When a group of hot-shot fighter pilots praise computers over speed, it’s clear times have changed. Fifth generation aircraft, such as the F-22 Raptor and the F-35 Lightning II, aren’t just powerful — they’re exponentially superior tactical ma…

When a group of hot-shot fighter pilots praise computers over speed, it's clear times have changed. Fifth generation aircraft, such as the F-22 Raptor and the F-35 Lightning II, aren't just powerful — they're exponentially superior tactical machines.


When he first flew the F-22, Marine Corps Lt. Col. David Berke, who flew the Raptor as an Air Force exchange pilot and now flies the jump-jet F-35B, remarked, "I was enamored by just how powerful the airplane is … but [that's] the least important thing about the F-22."

The F-22 is a supercomputer with a fighter jet wrapped around it. (Photo from U.S. Air Force)

No pilot who flies a fifth generation fighter "will tell you that what's impressive is what's on the outside," Berke said during a Nov. 7 conference sponsored by the Air Force Association's Mitchell Institute for Aerospace Studies.

Although fourth generation fighter pilots might have felt a "need for speed", now information is what wins battles. In a high technology war, Berke suggests that the fastest airplane could be the first to die.

Air Force Lt. Col. Scott Gunn said the F-35A that he now flies "is a lot of sensors and computers … a processing machine that has an aircraft wrapped around it."

Air Force Maj. David Deptula, who flew the F-22 in combat in Iraq and Syria, said what was "particularly useful" to U.S. and allied air forces was the Raptor's ability "to detect targets in the air and on the ground and distribute that information in near real time.

"With that information, you're enabling everybody else," he said.

As potential adversaries field more advanced defensive systems, Berke said a key question about new airframes is "how survivable they are, and how lethal." The information processing capabilities of fifth generation fighters "improves both of those, exponentially," he said.

And with their ability to share the information, the fifth generation planes also "make the fourth gen aircraft more survivable," he added.

Several of the pilots noted that the F-22 and F-35 not only collect massive amounts of data on the threats and other elements of the combat environment, they process the data and present it as crucial information that the pilot can use to make decisions.

An F-35C Lightning II on USS George Washington during F-35C Development Test III. (Photo from Lockheed Martin)

"The big thing is not so much the sensors on the airplane, it's the computers," Gunn said. Instead of the pilot having to devote a lot of effort operating the sensors and analyzing data, "the airplane is doing that. I'm the one who gets to make the decisions."

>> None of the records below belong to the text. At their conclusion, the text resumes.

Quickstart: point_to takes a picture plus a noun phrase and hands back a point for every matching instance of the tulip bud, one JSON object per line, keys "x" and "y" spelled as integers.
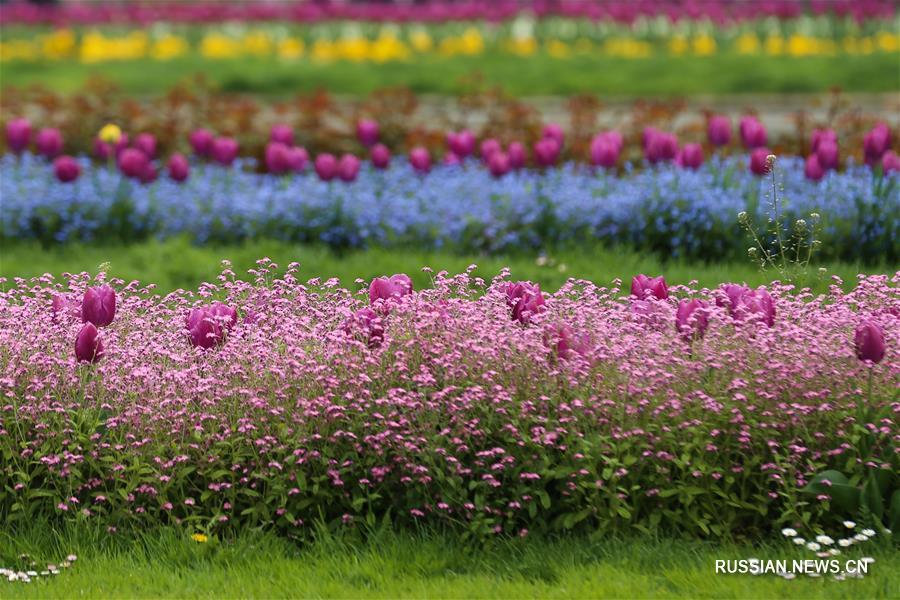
{"x": 18, "y": 135}
{"x": 643, "y": 287}
{"x": 869, "y": 341}
{"x": 380, "y": 156}
{"x": 66, "y": 169}
{"x": 367, "y": 132}
{"x": 48, "y": 142}
{"x": 99, "y": 305}
{"x": 88, "y": 346}
{"x": 326, "y": 166}
{"x": 179, "y": 169}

Major Andrew Stolee, an F-22 instructor at the Air Force Weapons School, said an increased speed of decision making is an important factor "in how we conduct air warfare. The biggest gain we get out of these airplanes is what they allow the human to do."

Although the F-22 currently has problems sharing its sensor information digitally with fourth generation aircraft, Gunn said the F-35 has a Link 16 system that allows it to share battlespace information with the older airframes.

"In a recent exercise," he said, "when the F-22s ran out of missiles the older fighters asked them to stay to help them find targets."

"Enabling all the fifth generation aircraft to share battlespace information with the older aircraft, which will make up most of the fighter forces for decades, is one of the major requirements for the future," said Maj. Gen. Glen VanHerck, commander of the Air Force Air Combat Center.

Another "bill to pay," VanHerck said, is the need to greatly improve the current air combat training ranges, which cannot adequately duplicate the integrated air defense threats the new fighters must be able to handle. "We're going to see a lot of our training in the virtual, simulated environment," he said.

With their unmatched technological advancements and superior aerodynamic designs, fifth generation fighters don't just exceed air domination capabilities--they define them.